12. Hepatic insufficiency (bilirubin >2.5mg/dL or transaminases >5x the ULN) Subjects with Gilberts syndrome are eligible for the study if other liver function tests are normal, regardless of bilirubin level.
13. Currently have no exclusionary diagnoses that could reasonably explain the symptoms of their fatiguing illness and their severity, using the exclusion criteria best described in the Ambiguities in case definition paper for Chronic Fatigue Syndrome (CFS) which clarifies exclusionary conditions.
14. Are scheduled for surgery within 24 weeks of study enrollment.
15. Cushing's disease or salivary cortisol level greater than 0.812 ug/dL.
16. QT prolongation, as evidenced by medical history (self-report) or ECG at screening.
17. Uncontrolled diabetes (A1c>7.5).

Prohibited concomitant or prior therapies:

1. Immunosuppressant drugs, including glucocorticoid taper, topical/inhaled glucocorticoids

2. Currently on dialysis

3. Recipient of bone marrow or organ transplant

4. Previous or current treatment with angiogenic growth factors, cytokines, gene or stem cell therapy

5. Participating in another interventional clinical trial of an investigational therapy within 8 weeks prior to consent to participate in this study, or planning to participate in another interventional clinical trial of an investigational therapy within 26 weeks after consent to participate in this study

6. Any herbal medicine that contains licorice root.

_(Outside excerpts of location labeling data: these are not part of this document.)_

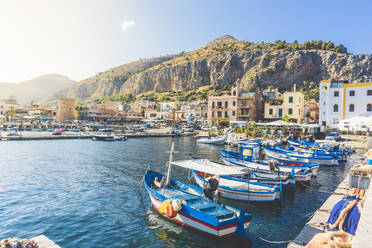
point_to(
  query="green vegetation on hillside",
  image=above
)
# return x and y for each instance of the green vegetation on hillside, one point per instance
(228, 44)
(310, 90)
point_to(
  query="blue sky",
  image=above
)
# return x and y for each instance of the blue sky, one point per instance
(80, 38)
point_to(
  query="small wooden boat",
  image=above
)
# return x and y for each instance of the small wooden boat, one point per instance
(292, 161)
(236, 188)
(299, 174)
(188, 206)
(312, 157)
(212, 140)
(57, 131)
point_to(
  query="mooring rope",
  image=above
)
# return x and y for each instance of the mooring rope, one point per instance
(320, 191)
(272, 241)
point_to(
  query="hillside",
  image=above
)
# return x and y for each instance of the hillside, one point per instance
(34, 89)
(227, 61)
(105, 83)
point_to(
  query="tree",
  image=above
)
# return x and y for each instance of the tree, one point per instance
(330, 45)
(286, 118)
(11, 112)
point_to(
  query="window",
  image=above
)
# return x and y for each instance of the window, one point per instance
(351, 108)
(335, 108)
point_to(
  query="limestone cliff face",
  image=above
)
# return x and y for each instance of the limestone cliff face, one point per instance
(224, 61)
(256, 69)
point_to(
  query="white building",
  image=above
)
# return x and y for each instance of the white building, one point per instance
(339, 101)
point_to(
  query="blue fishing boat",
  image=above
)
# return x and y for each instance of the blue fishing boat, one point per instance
(234, 186)
(312, 157)
(292, 161)
(190, 206)
(298, 173)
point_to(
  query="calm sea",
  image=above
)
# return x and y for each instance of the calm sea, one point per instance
(83, 193)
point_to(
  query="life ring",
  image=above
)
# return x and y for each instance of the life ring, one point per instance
(173, 208)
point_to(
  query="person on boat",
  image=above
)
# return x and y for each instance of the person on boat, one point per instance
(346, 213)
(210, 187)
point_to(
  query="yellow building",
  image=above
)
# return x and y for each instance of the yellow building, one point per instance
(66, 109)
(290, 104)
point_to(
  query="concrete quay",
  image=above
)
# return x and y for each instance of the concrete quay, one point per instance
(49, 137)
(58, 137)
(321, 216)
(44, 242)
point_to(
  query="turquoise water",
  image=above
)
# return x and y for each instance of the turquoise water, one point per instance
(82, 193)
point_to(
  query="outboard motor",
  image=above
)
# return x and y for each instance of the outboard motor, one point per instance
(273, 165)
(210, 187)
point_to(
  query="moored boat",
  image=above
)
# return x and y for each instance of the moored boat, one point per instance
(298, 173)
(212, 140)
(189, 206)
(312, 157)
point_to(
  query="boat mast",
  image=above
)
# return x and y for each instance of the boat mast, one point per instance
(169, 164)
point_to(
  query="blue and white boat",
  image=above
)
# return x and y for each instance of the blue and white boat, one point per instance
(292, 161)
(233, 187)
(298, 173)
(189, 206)
(322, 147)
(312, 157)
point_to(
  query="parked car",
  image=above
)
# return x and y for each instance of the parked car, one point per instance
(205, 128)
(187, 129)
(174, 130)
(333, 136)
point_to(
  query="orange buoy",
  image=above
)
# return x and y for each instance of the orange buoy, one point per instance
(170, 211)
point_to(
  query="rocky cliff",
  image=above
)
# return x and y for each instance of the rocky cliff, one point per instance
(229, 61)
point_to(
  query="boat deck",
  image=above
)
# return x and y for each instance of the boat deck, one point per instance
(197, 202)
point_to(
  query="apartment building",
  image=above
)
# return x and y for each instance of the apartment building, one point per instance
(238, 106)
(342, 100)
(290, 104)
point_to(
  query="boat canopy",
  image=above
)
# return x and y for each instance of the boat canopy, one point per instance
(206, 166)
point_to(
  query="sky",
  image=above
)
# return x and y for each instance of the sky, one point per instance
(79, 38)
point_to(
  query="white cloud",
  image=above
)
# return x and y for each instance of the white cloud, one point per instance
(126, 24)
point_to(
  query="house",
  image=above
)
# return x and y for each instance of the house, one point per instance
(290, 104)
(311, 111)
(340, 100)
(238, 106)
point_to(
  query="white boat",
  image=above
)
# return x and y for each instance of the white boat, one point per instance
(233, 187)
(212, 140)
(190, 206)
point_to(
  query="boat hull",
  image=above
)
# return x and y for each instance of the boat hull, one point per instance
(192, 218)
(299, 176)
(242, 195)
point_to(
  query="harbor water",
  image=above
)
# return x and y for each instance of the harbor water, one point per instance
(83, 193)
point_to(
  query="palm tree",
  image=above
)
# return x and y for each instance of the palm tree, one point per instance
(11, 112)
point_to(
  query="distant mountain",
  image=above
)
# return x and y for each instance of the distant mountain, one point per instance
(105, 83)
(227, 61)
(34, 89)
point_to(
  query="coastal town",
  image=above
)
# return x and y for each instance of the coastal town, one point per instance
(167, 123)
(340, 105)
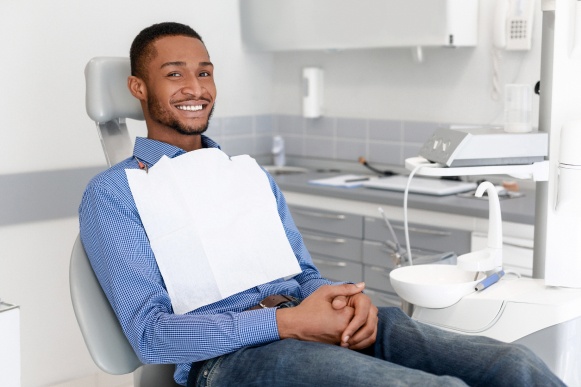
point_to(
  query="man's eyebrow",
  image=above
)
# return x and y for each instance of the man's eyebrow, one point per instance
(182, 64)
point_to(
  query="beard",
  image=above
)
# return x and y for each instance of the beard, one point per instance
(161, 115)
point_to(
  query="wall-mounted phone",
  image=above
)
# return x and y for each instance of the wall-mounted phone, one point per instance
(513, 24)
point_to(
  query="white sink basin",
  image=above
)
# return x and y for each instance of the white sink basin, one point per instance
(285, 170)
(432, 286)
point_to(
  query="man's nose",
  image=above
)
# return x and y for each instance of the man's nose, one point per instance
(193, 87)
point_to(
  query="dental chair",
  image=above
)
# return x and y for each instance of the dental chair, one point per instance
(109, 103)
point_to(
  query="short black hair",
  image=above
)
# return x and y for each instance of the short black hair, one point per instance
(142, 48)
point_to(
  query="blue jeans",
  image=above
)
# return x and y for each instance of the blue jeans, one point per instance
(406, 353)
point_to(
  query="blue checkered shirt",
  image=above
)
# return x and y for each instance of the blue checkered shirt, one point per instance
(121, 256)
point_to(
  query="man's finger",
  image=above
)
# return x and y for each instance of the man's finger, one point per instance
(333, 291)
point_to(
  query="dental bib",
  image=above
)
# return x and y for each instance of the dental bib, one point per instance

7. Selective Blood thinners:

   • Only Apixaban and Warfarin will be included. Rivaroxaban cannot be included as there are higher drug to drug interactions as well as Apixaban 2.5 mg BID.
   • If a participant is on Warfarin, a baseline INR will be obtained, the Warfarin dose will be reduced and an INR will be rechecked 48-72 hours after starting Mifepristone.
   • If a participant is on Apixaban, the dose must be reduced by 50%.
   • Please note that if participants are taking anticoagulants, there is a potential interaction that could lead to possible increased on risk of bleeding and will require more frequent monitoring by the Coordinator.